[Python-3000] email libraries: use byte or unicode strings?
Stephen J. Turnbull
stephen at xemacs.org
Thu Nov 6 03:09:49 CET 2008
Glenn Linderman writes:
> On approximately 11/5/2008 2:59 PM, came the following characters from
> the keyboard of Andrew McNamara:
> >> I would find
> >>
> >> message[b'Subject'] = b'Hello'
> >>
> >> to be totally gross.
Indeed.
> >> Depending on the level of email interface, there should be no interface
> >> that cannot be expressed in terms of Unicode, plus an encoding to use
> >> for the associated data. Even 8-bit binary can be translated into a
> >> sequence of Unicode codepoints with the same numeric value, for example.
Also totally gross. RFC 2821 is bytes, RFC 2822 is Unicode (in
spirit, even though headers are limited to ASCII), RFC 2045-and-the-
cast-of-thousands interfaces the two. We can't really get around
this, IMO.
> > One significant problem is that the email module is intended to be
> > able to work with malformed e-mail without mangling it too badly. The
> > malformed e-mail should also make a round-trip through the email module
> > without being further mangled.
>
> This is an interesting perspective... "stuff em" does come to mind :)
Not acceptable in Japan, or anywhere that Microsoft beta products are
used, for that matter. (At one point Outhouse Excess betas were
sending HTML *with tags in unibyte ASCII and element content in
little-endian UTF-16*.)
> But I'm not at all clear on what you mean by a round-trip through the
> email module.
Bounce messages, for example.
> I guess I'm not terribly concerned about the readability of improperly
> encoded email messages, whether they are spam or ham.
I'm fine with *your* lack of concern if you don't need it, but an
email module that doesn't care really is not acceptable in any of the
Asian cultures; they have more characters to worry about than the Bush
administration has "suspicious foreign elements". Although the
various standards are far better at keeping track of their charges
than the Department of Homeland Security, you still get junk in
messages, and codecs are of varying quality in error-handling.
If you want to restrict yourself to the Unicode-feasible layer, then
it would be very cool if you would watch for any leakage of bytes or
encoding-related lossage into that layer, and scream bloody murder if
they do. (Eg, the APIs that handle well-formed messages should never
ever raise UnicodeError or codec errors themselves.)
> is an area of problems at present), and I was hoping that the interfaces
> that would be presented by Python 3.0 mail APIs would be in terms of
> Unicode,
For the applications I guess you have in mind, they can and should
be. But there is no reason why Python can't be used for RFC
2821-level bit-flicking transport protocol. I don't see a way at
present to separate that level from the email module because of the
Postel Principle; you can get anything in email and you have to live
with it. The various API layers are going to need to cooperate
closely, and given how specialized and crufty the bytes-to-Unicode
relationship is, I think the lexing/parsing layer probably should be
allowed to have a pretty fluid API for quite a while.

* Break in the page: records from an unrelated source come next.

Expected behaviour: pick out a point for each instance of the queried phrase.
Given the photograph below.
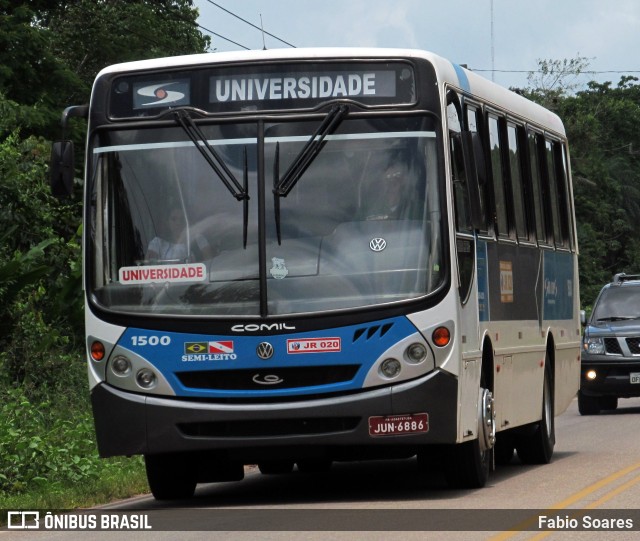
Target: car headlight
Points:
(594, 346)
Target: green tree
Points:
(50, 52)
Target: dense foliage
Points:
(49, 54)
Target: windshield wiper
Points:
(240, 192)
(282, 186)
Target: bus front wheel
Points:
(469, 463)
(171, 476)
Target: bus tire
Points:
(504, 448)
(314, 465)
(536, 445)
(588, 405)
(276, 467)
(467, 466)
(469, 463)
(171, 476)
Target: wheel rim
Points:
(548, 414)
(487, 417)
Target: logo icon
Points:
(270, 379)
(195, 347)
(221, 346)
(264, 350)
(378, 244)
(23, 520)
(279, 270)
(167, 93)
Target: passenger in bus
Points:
(393, 195)
(173, 248)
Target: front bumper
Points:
(129, 423)
(613, 378)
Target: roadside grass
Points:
(118, 479)
(49, 457)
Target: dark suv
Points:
(611, 347)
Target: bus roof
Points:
(448, 73)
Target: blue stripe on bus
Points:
(173, 353)
(462, 77)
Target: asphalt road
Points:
(595, 469)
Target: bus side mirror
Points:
(473, 180)
(61, 168)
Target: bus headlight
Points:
(121, 366)
(594, 346)
(416, 353)
(390, 368)
(146, 378)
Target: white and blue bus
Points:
(296, 257)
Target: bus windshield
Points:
(168, 236)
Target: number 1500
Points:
(150, 340)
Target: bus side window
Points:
(558, 185)
(499, 195)
(473, 119)
(517, 187)
(565, 193)
(462, 199)
(459, 175)
(537, 189)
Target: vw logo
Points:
(264, 350)
(378, 244)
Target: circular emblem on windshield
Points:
(378, 244)
(264, 350)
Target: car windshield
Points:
(618, 303)
(168, 236)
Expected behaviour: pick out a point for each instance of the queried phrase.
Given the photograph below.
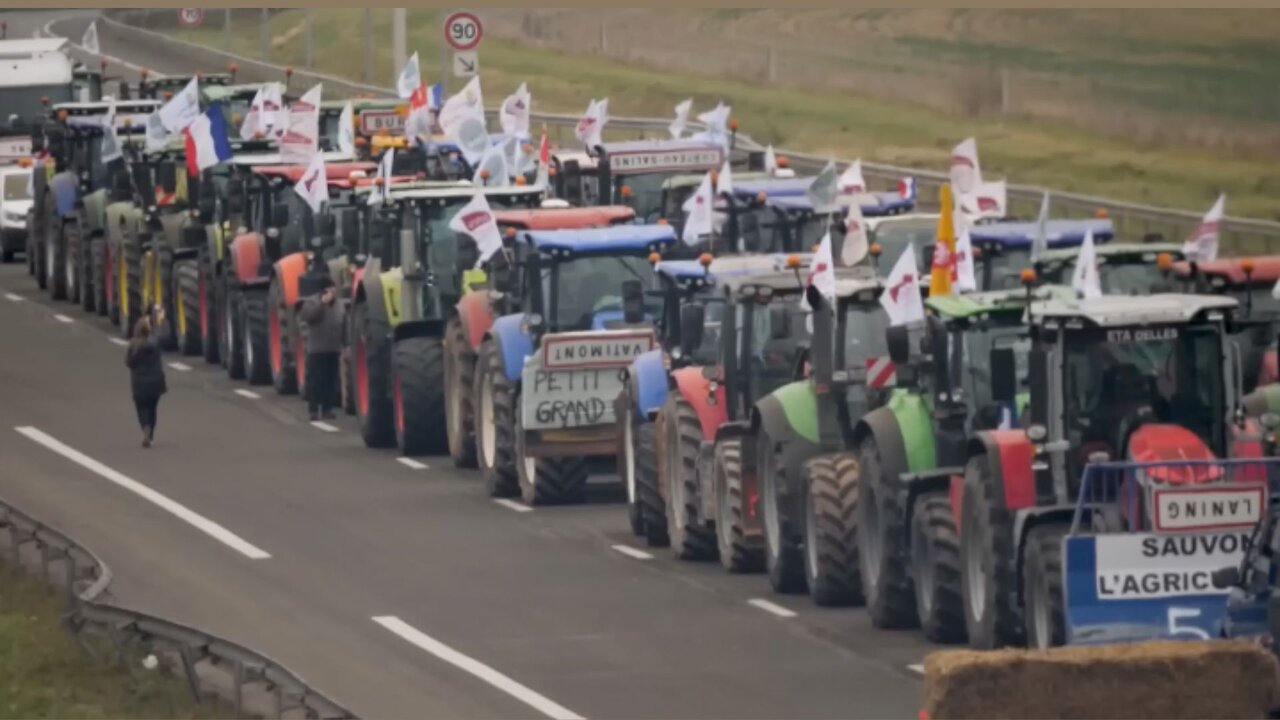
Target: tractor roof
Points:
(1266, 269)
(1014, 300)
(1112, 310)
(565, 218)
(1060, 232)
(616, 238)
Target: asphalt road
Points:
(397, 589)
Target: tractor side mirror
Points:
(632, 302)
(691, 323)
(1004, 374)
(899, 345)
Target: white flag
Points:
(1084, 278)
(410, 78)
(182, 108)
(822, 270)
(90, 41)
(855, 246)
(314, 183)
(1202, 245)
(476, 219)
(679, 124)
(301, 139)
(382, 191)
(965, 172)
(592, 124)
(347, 131)
(699, 213)
(901, 296)
(515, 112)
(851, 180)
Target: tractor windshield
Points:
(586, 292)
(1118, 377)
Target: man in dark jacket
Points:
(323, 314)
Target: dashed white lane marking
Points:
(631, 552)
(201, 523)
(478, 669)
(771, 607)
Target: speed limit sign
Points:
(462, 31)
(191, 17)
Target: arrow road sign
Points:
(466, 63)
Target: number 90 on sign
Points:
(462, 31)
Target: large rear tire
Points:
(987, 561)
(691, 536)
(187, 300)
(417, 393)
(460, 370)
(831, 531)
(496, 423)
(936, 569)
(739, 551)
(882, 543)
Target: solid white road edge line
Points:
(201, 523)
(474, 666)
(771, 607)
(631, 552)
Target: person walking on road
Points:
(323, 315)
(146, 374)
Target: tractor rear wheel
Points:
(784, 560)
(460, 370)
(739, 551)
(417, 395)
(987, 563)
(691, 536)
(371, 363)
(1042, 586)
(831, 531)
(936, 569)
(882, 542)
(187, 300)
(496, 423)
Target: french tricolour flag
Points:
(206, 140)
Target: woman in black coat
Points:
(146, 376)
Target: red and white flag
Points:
(901, 296)
(1202, 245)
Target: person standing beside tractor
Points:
(323, 315)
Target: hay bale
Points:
(1152, 679)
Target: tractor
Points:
(547, 377)
(416, 272)
(476, 310)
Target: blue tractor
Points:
(547, 377)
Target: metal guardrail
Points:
(1133, 220)
(254, 682)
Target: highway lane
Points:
(353, 534)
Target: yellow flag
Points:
(945, 249)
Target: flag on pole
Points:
(677, 126)
(476, 219)
(944, 246)
(1202, 245)
(410, 78)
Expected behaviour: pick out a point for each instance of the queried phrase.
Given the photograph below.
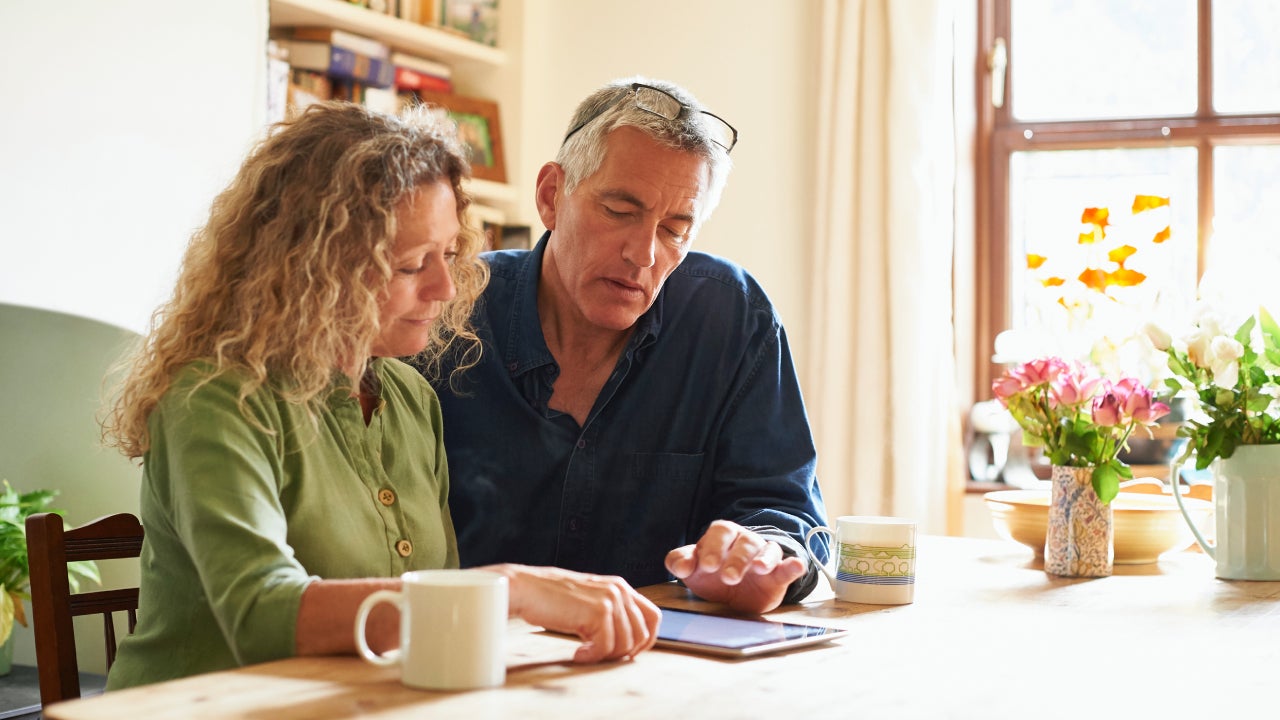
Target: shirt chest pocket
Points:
(662, 500)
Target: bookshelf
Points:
(401, 35)
(474, 64)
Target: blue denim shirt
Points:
(702, 419)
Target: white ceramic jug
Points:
(1246, 513)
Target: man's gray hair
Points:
(604, 110)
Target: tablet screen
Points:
(735, 636)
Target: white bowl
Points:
(1146, 525)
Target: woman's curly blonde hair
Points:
(283, 283)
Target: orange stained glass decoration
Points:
(1143, 203)
(1098, 217)
(1120, 254)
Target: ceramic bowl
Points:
(1146, 525)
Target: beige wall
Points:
(752, 62)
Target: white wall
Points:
(120, 121)
(752, 62)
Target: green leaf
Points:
(1244, 331)
(1270, 329)
(1106, 482)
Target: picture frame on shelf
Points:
(476, 19)
(479, 128)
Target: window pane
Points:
(1101, 59)
(1083, 294)
(1246, 57)
(1243, 260)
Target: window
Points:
(1128, 159)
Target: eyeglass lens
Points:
(661, 103)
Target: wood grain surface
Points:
(988, 636)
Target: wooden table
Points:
(988, 636)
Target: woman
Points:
(291, 465)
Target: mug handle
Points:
(1175, 483)
(393, 597)
(814, 556)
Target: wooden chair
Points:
(49, 550)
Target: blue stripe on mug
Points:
(876, 579)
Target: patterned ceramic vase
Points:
(1078, 542)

There need to be two (and I would say three is better) sets of APIs:
byte-oriented for handling the wire protocol, Unicode-oriented for
handling well-formed messages (both presentation and composition), and
(probably) a "codec" layer which handles nastiness in the transition.
> for the convenience of being abstracted away from the plethora of
> encodings that are defined at the mail transport layer.
But handling those is definitely in the domain of the email module.
Any attachments of documents in legacy encodings will need to deal
with them explicitly in composition of Content-Type headers, etc.